Let's do a scan using IP addresses now.
The Nmap command may be used to scan a system in various ways. We're going to run a scan using the hostname and the IP address "22.214.171.124" to see any open ports, services, or MAC addresses on the system.
2. Scan using the "-v" option.
It's utilized to find out more about the remote machines in detail.
3. Scanning of several hosts
nmap 126.96.36.199 188.8.131.52 184.108.40.206
Using Nmap, we may scan many hosts by entering IP addresses or hostnames.
4. Scanning the whole subnet
Bypassing "*" to nmap, we may scan a complete subnet or IP range. It will scan an entire subnet and report on the hosts currently connected to the network.

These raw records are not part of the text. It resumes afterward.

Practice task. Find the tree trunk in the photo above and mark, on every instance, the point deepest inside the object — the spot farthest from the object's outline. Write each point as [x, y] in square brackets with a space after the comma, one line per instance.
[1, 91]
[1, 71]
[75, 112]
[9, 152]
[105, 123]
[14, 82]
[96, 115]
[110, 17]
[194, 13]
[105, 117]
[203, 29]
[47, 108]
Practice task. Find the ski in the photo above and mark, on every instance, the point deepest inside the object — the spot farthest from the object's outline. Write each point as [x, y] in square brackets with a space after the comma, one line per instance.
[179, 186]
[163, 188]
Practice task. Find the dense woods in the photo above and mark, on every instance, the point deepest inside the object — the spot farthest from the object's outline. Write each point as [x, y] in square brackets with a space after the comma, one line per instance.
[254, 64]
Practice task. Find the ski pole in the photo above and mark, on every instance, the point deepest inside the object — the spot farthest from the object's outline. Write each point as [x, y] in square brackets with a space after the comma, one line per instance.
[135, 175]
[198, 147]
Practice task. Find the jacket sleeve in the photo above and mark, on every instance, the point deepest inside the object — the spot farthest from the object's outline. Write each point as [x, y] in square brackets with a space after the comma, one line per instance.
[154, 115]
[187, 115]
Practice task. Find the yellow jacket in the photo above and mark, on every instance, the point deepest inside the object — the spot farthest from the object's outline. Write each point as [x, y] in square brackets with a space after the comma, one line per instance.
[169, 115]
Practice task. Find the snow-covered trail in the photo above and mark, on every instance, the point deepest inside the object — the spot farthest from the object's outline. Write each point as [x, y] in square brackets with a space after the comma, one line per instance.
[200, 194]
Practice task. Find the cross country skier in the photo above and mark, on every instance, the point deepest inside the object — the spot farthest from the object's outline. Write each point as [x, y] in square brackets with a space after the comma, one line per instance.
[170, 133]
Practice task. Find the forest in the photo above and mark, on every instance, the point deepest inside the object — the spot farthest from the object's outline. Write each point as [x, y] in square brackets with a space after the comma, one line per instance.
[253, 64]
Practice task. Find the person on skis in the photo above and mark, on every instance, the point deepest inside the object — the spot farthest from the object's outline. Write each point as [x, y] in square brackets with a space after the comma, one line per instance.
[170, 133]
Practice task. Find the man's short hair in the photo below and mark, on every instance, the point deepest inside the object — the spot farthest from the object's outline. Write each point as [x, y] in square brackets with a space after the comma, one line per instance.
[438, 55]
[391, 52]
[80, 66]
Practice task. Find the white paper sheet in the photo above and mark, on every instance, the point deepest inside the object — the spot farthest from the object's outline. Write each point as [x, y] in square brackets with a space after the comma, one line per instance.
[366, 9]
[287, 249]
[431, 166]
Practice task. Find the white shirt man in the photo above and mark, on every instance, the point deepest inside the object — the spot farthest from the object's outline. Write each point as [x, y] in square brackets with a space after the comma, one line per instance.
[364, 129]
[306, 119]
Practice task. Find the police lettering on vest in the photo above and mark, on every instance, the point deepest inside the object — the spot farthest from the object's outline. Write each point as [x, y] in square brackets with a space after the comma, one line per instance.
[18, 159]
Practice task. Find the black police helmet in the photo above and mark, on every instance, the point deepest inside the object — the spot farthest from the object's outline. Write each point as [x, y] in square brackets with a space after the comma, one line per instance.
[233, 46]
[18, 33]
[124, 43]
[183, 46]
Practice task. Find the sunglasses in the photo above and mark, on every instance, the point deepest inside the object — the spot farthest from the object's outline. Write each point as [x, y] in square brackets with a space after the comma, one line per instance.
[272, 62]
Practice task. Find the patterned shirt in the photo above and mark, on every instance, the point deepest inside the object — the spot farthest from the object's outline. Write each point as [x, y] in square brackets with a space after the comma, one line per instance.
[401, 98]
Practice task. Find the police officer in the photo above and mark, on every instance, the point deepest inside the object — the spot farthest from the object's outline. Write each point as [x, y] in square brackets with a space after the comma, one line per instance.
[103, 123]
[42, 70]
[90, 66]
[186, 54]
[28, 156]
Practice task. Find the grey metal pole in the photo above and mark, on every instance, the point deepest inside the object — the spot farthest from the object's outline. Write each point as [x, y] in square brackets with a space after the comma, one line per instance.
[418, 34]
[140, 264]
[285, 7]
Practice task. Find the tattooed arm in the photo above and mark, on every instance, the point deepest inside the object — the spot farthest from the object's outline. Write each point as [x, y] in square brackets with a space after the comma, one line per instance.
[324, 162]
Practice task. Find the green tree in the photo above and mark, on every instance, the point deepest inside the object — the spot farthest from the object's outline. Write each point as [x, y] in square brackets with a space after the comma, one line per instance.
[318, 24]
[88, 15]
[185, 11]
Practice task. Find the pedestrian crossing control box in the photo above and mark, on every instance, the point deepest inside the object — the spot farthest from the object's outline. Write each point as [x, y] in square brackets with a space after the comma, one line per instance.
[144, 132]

5. Scan for firewall configurations.
nmap -sA 220.127.116.11 sudo
During penetration testing and vulnerability scanning, detecting firewall settings might be valuable. We utilize the "-sA" option to detect it. This will tell you whether or not the firewall on the host is active. The information is received via an ACK scan.
6. Identifying Hostnames
nmap -sL 18.104.22.168 sudo
We utilize the "sL" option to locate hostnames for the provided host by performing a DNS query for each Hostname. Furthermore, the "-n" option may be used to omit DNS resolution, but the "-R" command will always resolve DNS.
7. Scanning from a file
input.txt Nmap -iL
We may import a file straight from the command line if we have many addresses to scan. It will do a scan for the IP addresses specified.
8. To seek assistance
If we have any queries concerning nmap or any of the commands, we utilize the "-h" option. It displays the Nmap command's help section, including information on the possible flags.
9. Using -A
Here, -A stands for aggressive, and it will supply us with additional information such as OS detection (-O), version detection (-sC), and traceroute (–traceroute), as well as a wealth of information about the host.
Nmap -A<Domain Name>
10. Finding Host
We can also use this command to find our target hosting service or choose other marks based on our requirements for quickly tracing the path.
Nmap —trace out <Domain Name>
11. Operating System
It will show the operating system that is running where the domain or IP address is, but not the same operating system installed on the computer. It will only show the possibility of an operating system being installed on the computer. This will guess the host's current operating system (OS).